NIPS 2017
Mon Dec 4th through Sat the 9th, 2017 at Long Beach Convention Center
Paper ID:3108
Title:Value Prediction Network

Reviewer 1


		
This paper propose a reinforcement learning planning algorithm, called VPN (value prediction network), that works for discrete action, continuous state problems. The framework is similar to the Dyna architecture, including a value prediction model, a learned transient model, and a planning module that do single step or multiple steps of rollouts. Experiments were performed on a collect domain and several Atari games. The paper cites Dyna, but the more relevant is the linear Dyna work: Single step liner Dyna: http://uai2008.cs.helsinki.fi/UAI_camera_ready/sutton.pdf Multi-step linear Dyna: https://papers.nips.cc/paper/3670-multi-step-dyna-planning-for-policy-evaluation-and-control.pdf Both papers, though, does not deal with options. The paper seems to emphasize the difference of VPN to a similar algorithm called OPN. In VPN, the value is a function of the abstract state, but not the original observation. I agree this is true. Then in OPN, as discussed from line 200, the value is a function of the observation. I feel making such distinction is unnecessary. At the merit of making such a distinction is unclear. Taking Dyna and linear Dyna for example, Dyna uses a model between original observations (state is finite); linear Dyna uses a model between abstract models (continuous state problems). There is no agreement that Dyna or linear Dyna is better. Instead, they work for different problems. Making a comparison between models built on original observations or abstract state may depend on algorithmic implementation. Figure 7: planning depth study is interesting. Some intermediate, usually small number of planning steps performs the best. This is consistent with Yao’s results.

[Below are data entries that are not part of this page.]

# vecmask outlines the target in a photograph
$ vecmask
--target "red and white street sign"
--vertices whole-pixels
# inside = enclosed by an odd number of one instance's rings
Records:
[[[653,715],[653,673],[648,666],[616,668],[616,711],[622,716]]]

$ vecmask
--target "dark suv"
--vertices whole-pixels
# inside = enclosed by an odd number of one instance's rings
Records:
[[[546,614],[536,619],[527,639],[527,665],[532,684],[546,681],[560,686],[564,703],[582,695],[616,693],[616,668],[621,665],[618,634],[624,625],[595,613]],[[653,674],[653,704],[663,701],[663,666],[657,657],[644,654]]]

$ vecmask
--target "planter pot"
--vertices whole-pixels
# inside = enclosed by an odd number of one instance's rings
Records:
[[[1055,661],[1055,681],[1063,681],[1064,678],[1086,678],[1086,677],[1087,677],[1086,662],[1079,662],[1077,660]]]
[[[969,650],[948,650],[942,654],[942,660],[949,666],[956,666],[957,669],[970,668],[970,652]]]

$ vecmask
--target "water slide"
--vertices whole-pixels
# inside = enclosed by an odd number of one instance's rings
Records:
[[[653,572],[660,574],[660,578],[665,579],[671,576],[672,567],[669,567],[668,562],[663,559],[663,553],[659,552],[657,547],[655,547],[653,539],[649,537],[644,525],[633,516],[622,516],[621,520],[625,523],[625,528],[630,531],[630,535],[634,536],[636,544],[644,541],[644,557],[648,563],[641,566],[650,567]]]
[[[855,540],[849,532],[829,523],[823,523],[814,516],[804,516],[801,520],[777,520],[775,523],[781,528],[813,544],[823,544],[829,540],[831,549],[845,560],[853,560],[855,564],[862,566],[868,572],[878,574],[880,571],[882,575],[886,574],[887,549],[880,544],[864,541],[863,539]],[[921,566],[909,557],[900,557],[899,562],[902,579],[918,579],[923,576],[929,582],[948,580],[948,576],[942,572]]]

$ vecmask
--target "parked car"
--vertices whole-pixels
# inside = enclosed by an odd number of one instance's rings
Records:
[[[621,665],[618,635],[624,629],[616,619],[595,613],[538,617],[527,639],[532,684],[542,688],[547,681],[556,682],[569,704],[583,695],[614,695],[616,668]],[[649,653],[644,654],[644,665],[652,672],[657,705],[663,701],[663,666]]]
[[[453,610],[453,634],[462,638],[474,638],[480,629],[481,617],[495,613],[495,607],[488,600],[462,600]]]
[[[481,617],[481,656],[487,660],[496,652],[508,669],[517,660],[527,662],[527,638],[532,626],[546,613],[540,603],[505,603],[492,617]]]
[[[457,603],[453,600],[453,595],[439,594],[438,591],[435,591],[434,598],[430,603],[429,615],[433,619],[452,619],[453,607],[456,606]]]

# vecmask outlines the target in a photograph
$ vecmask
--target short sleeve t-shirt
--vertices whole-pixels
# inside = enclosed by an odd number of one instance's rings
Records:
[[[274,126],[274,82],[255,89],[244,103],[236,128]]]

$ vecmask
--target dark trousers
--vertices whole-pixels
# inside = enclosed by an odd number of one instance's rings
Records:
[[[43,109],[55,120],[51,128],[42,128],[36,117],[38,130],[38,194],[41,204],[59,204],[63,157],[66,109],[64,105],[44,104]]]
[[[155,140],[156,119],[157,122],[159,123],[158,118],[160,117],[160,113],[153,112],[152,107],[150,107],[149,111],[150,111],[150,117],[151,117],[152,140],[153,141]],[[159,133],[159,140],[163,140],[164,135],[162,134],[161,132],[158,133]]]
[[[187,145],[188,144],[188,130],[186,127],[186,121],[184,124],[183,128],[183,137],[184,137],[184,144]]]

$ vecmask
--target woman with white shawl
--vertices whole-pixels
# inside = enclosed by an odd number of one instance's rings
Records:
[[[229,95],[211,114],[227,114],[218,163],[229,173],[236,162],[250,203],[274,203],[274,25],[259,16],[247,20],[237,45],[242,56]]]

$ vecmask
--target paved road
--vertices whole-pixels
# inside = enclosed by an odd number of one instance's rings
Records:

In Figure 2 of the linked paper, 10 planning steps (instead of only 1 or infinite planning steps) performed the best. The option used in Ataris game are simple repeating primitive actions. This might be too simple except for algorithmic study convenience.

Reviewer 2


		
This paper proposes a new learning architecture, VPN, whose components can be learned end-to-end to perform planning over pre-specified temporally extended actions. An advantage of this approach is that it explicitly avoids working in the original observation space and plans indirectly over a learned representation. This is made possible by a applying a model-free DQN-like approach for learning values which are then used in combination with reward and duration models of options to form planning targets. The proposed approach is shown to outperform DQN in a variety of Atari games. Model-based RL is a difficult problem when it comes to a large domain like ALE. The development of new model-based methods which do not explicitly try to reconstruct/predict the next observation seem to be going in the right direction. VPN is a contribution in this new line of research. However, there are a few conceptual elements which remain unclear. First, why predicting the expected discount/duration separately from the option-conditional expected cumulative return to termination ? Using the Bellman-like equations for the reward model of options (see equation 17 of the options paper), the discount factor can effectively be folded into the reward prediction. This would avoid the need to learn a separate discount prediction for each option. Second : The nature of the "next abstract state" (line 109) is a key element of the proposed approach to avoid learning a transition model directly in the original space. As you mention later on line 251, there is no incentive/constraint for the learned state representation to capture useful properties for planning and could in the extreme case become a tabular representation. The appendix then shows that you use a particular architecture for the transition module which predicts the difference. How much this prior on the architecture affects quality of the representation learned by the system ? What kind of representation would be learned in the absence of a residual connection ? Can you also elaborate on the meaning of the weighting (1/d, d-1/d) in equation (1) ? Why is it necessary ? Where does that come from ? Line 21 : "predict abstractions of observations" This expression is unclear, but I guess that it means a feature/representation of the state. You also write : "not clear how to roll such predictions", but isn't that exactly what VPN is doing ? Typo : line 31 "dyanmics"